Abstract

Objective. Dihydroergotamine (DHE) is used for acute migraine treatment. Oral DHE is extensively metabolized; therefore, it must be given by a nonoral route. The aim of this study was to investigate the potential use of chitosan nanoparticles as a system for improving the systemic absorption of dihydroergotamine (DHE) following nasal administration. Methods. DHE-loaded chitosan nanoparticles (CS-NPs) were prepared by a modified ionotropic gelation method with sodium tripolyphosphate. The resulting nanoparticles were evaluated for size, drug loading, and in vitro release. DHE was administered at a dose of 0.5 mg/kg to male Sprague–Dawley rats intravenously, as an intranasal solution, or intranasal nanoparticles (n = 3 in each group). A special surgical procedure was performed to ensure that the drug solution was held in the nasal cavity. Blood samples were collected at appropriate times for 90 min. An HPLC-fluorescence detection method was employed to determine DHE in the plasma. Results. DHE chitosan nanoparticles with 20% loading had 95 ± 13% encapsulation efficiency and a particle size of 395 ± 59 nm. In vitro DHE release studies showed an initial burst followed by a slow release of DHE. DHE intranasal nanoparticles demonstrated significantly increased absolute bioavailability (82.5 ± 12.3%) over intranasal DHE solution administration (53.2 ± 7.7%). Conclusion. Taking in consideration the limitations of delivering DHE, the results of the present study demonstrate that DHE CS-NPs have a great potential for nasal DHE administration (55% increase in bioavailability) compared to intranasal solution with effective systemic absorption.

1. Introduction

Migraine is a chronic headache disorder with a major impact on the lifestyle of patients. It has been found to be the second leading cause of disability in the United States regarding “impaired quality of life, substantial lost productivity, and high-economic costs” [1]. Approximately 17% of women and 6% of men in the United States were reported to suffer from migraines [2]. One study in Jordan found that around 7.7% of adults experience migraines [3]. Migraine patients usually prefer medications with rapid onset and fast pain relief [46]. Furthermore, many migraines present with nausea, which makes swallowing oral medications difficult, requiring alternative dosage forms like intranasal sprays [7].
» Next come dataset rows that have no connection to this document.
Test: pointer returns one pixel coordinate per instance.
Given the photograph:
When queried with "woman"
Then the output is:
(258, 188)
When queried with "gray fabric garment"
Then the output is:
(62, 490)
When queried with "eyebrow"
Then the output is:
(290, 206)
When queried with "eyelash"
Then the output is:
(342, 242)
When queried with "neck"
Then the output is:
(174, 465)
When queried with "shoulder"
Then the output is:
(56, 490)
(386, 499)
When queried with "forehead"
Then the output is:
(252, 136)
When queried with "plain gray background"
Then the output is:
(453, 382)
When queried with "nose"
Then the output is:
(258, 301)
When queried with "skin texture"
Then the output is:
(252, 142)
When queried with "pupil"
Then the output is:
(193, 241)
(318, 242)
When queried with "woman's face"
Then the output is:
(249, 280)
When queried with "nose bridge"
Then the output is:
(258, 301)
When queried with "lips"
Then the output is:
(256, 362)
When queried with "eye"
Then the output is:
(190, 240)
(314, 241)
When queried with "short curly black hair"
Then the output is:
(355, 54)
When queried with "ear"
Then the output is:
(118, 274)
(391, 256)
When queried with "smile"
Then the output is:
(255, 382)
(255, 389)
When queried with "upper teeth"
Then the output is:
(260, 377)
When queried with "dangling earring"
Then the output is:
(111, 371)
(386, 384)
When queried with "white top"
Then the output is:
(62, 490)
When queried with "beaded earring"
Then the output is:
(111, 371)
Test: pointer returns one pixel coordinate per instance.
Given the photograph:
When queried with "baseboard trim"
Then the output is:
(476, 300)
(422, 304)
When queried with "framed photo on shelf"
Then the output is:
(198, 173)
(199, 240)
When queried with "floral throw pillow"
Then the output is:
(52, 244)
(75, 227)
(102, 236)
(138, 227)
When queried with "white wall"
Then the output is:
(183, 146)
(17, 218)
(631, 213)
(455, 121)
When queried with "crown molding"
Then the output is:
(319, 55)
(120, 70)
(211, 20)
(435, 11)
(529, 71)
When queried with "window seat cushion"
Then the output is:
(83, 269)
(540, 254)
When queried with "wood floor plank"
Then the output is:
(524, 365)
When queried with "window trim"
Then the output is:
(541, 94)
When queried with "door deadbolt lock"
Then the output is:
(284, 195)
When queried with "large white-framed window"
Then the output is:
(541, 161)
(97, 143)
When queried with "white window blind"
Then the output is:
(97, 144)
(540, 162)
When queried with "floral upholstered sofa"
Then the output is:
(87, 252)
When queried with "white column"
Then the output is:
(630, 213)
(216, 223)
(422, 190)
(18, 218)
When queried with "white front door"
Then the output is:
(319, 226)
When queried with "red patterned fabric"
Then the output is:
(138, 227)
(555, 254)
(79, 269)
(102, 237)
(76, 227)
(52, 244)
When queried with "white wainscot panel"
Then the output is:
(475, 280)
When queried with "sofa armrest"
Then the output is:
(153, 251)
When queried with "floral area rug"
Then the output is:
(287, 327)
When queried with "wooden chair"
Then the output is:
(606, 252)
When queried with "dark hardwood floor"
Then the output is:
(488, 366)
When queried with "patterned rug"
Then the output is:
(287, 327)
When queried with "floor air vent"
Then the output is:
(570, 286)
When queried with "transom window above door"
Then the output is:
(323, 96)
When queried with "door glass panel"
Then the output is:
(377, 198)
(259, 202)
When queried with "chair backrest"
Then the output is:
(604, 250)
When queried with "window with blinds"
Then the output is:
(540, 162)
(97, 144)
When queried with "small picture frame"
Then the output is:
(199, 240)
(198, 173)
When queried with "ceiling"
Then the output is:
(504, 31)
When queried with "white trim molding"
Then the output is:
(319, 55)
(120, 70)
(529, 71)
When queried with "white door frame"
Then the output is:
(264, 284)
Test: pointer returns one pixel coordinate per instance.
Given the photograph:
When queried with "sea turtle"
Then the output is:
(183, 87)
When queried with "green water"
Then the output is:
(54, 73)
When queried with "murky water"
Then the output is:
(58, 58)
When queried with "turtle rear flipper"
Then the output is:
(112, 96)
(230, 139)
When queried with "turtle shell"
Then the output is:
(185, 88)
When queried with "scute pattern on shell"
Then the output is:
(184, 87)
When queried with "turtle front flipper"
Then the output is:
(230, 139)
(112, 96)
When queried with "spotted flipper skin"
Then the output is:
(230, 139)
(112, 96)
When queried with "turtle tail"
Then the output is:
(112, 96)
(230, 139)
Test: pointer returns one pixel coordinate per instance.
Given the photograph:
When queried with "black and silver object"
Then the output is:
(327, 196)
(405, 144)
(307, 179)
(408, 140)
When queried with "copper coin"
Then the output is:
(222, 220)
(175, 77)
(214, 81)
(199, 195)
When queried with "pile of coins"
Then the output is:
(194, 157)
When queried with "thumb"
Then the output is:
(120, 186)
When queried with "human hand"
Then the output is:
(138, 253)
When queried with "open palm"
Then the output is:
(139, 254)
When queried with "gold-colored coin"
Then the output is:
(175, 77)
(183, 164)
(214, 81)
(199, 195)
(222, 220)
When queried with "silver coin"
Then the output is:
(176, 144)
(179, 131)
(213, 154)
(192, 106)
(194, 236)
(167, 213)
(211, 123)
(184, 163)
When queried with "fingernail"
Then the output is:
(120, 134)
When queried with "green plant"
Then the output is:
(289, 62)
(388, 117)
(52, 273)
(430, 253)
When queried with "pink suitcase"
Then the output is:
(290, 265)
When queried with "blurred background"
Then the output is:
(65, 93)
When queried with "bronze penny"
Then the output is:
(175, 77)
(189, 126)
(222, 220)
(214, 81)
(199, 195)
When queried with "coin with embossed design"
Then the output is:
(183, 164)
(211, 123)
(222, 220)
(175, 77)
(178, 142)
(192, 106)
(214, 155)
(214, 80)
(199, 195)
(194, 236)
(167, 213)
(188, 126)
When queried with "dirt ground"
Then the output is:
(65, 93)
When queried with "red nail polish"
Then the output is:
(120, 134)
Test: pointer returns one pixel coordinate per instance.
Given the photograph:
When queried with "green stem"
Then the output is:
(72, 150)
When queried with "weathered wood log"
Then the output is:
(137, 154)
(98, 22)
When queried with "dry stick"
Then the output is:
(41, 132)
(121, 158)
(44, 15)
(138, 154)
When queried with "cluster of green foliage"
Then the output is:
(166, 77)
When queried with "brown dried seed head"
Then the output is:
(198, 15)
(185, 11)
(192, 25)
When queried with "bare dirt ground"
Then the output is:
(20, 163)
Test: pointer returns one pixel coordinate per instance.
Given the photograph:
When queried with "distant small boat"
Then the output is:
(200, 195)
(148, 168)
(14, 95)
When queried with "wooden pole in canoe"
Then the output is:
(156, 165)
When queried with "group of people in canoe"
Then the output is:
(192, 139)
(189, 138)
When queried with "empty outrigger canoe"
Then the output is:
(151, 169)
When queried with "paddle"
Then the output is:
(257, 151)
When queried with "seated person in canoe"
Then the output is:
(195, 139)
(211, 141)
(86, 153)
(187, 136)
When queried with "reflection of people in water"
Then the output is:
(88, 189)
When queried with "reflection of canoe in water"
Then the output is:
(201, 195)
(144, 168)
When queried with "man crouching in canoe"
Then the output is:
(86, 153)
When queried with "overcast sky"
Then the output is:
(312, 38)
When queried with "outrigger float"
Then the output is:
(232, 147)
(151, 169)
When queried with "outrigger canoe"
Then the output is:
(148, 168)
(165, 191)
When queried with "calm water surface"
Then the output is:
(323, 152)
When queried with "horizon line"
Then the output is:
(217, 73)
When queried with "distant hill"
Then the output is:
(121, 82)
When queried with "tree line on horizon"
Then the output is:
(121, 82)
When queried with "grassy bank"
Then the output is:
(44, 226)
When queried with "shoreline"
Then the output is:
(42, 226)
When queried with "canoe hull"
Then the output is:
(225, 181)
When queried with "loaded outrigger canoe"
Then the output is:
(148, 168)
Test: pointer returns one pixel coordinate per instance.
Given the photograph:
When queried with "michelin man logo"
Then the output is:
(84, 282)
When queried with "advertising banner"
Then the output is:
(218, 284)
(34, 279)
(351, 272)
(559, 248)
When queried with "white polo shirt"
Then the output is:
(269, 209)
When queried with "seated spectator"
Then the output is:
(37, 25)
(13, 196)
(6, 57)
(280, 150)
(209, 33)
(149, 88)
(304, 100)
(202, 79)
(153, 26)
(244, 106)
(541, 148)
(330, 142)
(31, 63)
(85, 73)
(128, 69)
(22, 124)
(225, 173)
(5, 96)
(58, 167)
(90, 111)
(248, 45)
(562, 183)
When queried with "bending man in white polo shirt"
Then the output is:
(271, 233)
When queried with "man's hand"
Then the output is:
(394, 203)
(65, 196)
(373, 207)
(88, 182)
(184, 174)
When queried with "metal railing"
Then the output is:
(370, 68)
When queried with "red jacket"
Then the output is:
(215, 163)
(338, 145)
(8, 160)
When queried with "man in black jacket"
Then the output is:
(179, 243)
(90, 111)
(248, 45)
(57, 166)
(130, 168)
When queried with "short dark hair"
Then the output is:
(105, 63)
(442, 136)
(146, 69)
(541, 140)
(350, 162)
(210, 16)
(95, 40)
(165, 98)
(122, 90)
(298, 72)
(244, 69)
Dihydroergotamine (DHE) ((5′α)-9,10-dihydro-12′-hydroxy-2′-methyl-5′-(phenylmethyl)-ergotaman-3′,6′,18-trione) (Figure 1) is a chemical derivative of an ergopeptine core alkaloid. It binds to serotonin 5-hydroxytryptamine 1 (5HT1) receptors, making it a highly effective medication for the treatment of migraine [8]. DHE has been found to be helpful with rebound headaches, chronic daily headaches, menstrual migraines, and in patients not responding to triptan treatment [9, 10].

The drug has low oral bioavailability. Oral DHE is extensively metabolized by the first-pass effect; therefore, it must be given by a nonoral route. Furthermore, it has incomplete and inconsistent drug passage across the gastrointestinal mucosa, making it suboptimal for clinical use [11]. Parenteral DHE requires healthcare personnel to administer, and it is challenging to self-administer. This demands the development of innovative strategies to overcome these difficulties. The nasal route is an attractive modality to enhance therapeutic efficacy and to reduce the extent of the first-pass effect. Furthermore, alternative drug delivery systems have been proposed such as inhalations, microneedles, and injections, which bypass the liver and are more rapidly absorbed [10, 1215].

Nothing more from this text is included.